The two books that I reviewed this week, Broken Promise by Linwood Barclay and Chalk Lines and Lipstick by Ophelia London, both dealt with a protagonist who felt the need to return home after facing challenges in their life. Coincidently, both are reporters who had recently lost their job, and each faced odd happenings when returning to life in their former small towns. While both books were written in somewhat different styles, they both showed that going home can prove challenging.
This started me thinking about the enticement of returning to the time and place of our youth. People think of it as a simpler time when most of us had the protection of our parents and worries that seemed impossible at the time, but in retrospect were not quite as heavy as those we face as adults. Our friendships were less complicated then, and our responsibilities more easily met. Would I blink my eyes and return to that time if I could...not for a million dollars. As Lewis Carroll states, "I was a different person then."
I actually admire some of the younger me, but I wouldn't want to go there again. I was braver then. I did things without fear because I didn't think anything could happen to me. I wish I could regain some of those feelings of invincibility, but somehow the further development of my frontal lobe made me realize that, unfortunately, bad things can happen to me and those I love. However, the years that brought me those revelations also brought me Arthur, Michael, Beth and so many more people to love and want to protect, and the thought of going back to a world before them is untenable.

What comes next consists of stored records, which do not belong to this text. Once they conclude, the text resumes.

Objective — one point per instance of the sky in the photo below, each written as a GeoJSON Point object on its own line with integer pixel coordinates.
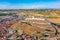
{"type": "Point", "coordinates": [29, 4]}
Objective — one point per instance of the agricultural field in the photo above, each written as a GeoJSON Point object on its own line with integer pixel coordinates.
{"type": "Point", "coordinates": [30, 24]}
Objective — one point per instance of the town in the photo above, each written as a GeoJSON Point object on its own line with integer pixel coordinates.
{"type": "Point", "coordinates": [30, 24]}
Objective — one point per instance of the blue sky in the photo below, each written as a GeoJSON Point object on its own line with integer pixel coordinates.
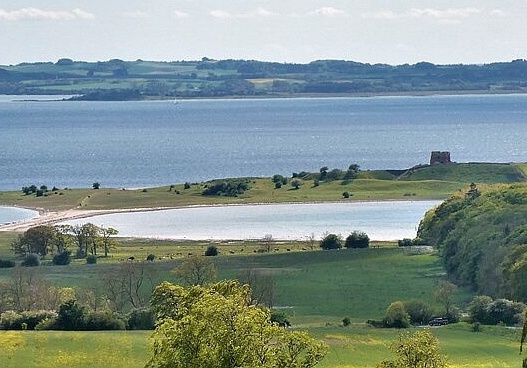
{"type": "Point", "coordinates": [373, 31]}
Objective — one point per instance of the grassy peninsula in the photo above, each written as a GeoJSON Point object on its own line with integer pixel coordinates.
{"type": "Point", "coordinates": [315, 288]}
{"type": "Point", "coordinates": [422, 182]}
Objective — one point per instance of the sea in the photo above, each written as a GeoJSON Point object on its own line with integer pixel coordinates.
{"type": "Point", "coordinates": [73, 144]}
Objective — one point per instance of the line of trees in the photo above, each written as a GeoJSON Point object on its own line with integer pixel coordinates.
{"type": "Point", "coordinates": [86, 239]}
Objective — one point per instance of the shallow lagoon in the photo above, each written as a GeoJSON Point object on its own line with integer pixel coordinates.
{"type": "Point", "coordinates": [386, 220]}
{"type": "Point", "coordinates": [15, 214]}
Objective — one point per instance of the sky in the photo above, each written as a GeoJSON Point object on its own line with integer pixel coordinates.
{"type": "Point", "coordinates": [295, 31]}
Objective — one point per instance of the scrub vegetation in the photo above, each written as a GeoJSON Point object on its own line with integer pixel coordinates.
{"type": "Point", "coordinates": [347, 297]}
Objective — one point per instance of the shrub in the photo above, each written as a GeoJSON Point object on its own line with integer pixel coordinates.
{"type": "Point", "coordinates": [331, 241]}
{"type": "Point", "coordinates": [70, 316]}
{"type": "Point", "coordinates": [141, 319]}
{"type": "Point", "coordinates": [31, 260]}
{"type": "Point", "coordinates": [280, 318]}
{"type": "Point", "coordinates": [100, 321]}
{"type": "Point", "coordinates": [62, 259]}
{"type": "Point", "coordinates": [230, 188]}
{"type": "Point", "coordinates": [26, 320]}
{"type": "Point", "coordinates": [419, 311]}
{"type": "Point", "coordinates": [357, 239]}
{"type": "Point", "coordinates": [396, 316]}
{"type": "Point", "coordinates": [91, 259]}
{"type": "Point", "coordinates": [6, 263]}
{"type": "Point", "coordinates": [406, 242]}
{"type": "Point", "coordinates": [151, 257]}
{"type": "Point", "coordinates": [212, 250]}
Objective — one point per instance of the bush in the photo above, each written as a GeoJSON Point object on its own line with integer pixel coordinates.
{"type": "Point", "coordinates": [101, 321]}
{"type": "Point", "coordinates": [331, 241]}
{"type": "Point", "coordinates": [141, 319]}
{"type": "Point", "coordinates": [211, 251]}
{"type": "Point", "coordinates": [91, 259]}
{"type": "Point", "coordinates": [419, 311]}
{"type": "Point", "coordinates": [357, 239]}
{"type": "Point", "coordinates": [70, 317]}
{"type": "Point", "coordinates": [62, 259]}
{"type": "Point", "coordinates": [231, 188]}
{"type": "Point", "coordinates": [151, 257]}
{"type": "Point", "coordinates": [280, 318]}
{"type": "Point", "coordinates": [31, 260]}
{"type": "Point", "coordinates": [26, 320]}
{"type": "Point", "coordinates": [406, 242]}
{"type": "Point", "coordinates": [6, 263]}
{"type": "Point", "coordinates": [396, 316]}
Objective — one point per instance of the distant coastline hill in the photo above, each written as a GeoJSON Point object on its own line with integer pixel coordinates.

Things were indeed simpler then. I didn't have to deal with computers that crash for seemingly no reason, other people's cell phones that disturb nice restaurant meals, walks in the park and quiet family time, or so many chemicals and preservatives in my food. Of course that meant that I didn't have the luxury of research at my fingertips or the peace of mind brought about with the ability to call my loved one if I was worried when he/she was late. I also had considerably less food to select from, because much of it spoiled too soon to be practical to put on market shelves.
I know that the "good old days" seem tempting at times, but the medical and technological advancements that have taken place over the decades of our lives have allowed us to age gracefully with better health care and technology to keep our brains as active as we want them to be. Yesterday was a great time and home was a great place, but today is filled with things our grandparents and parents could have never imagined.
After all, college-age Beverly would not have had an electronic device to read her books on, a computer to write her blog on, or a readership of people from all corners of the world. I think I will stay right here!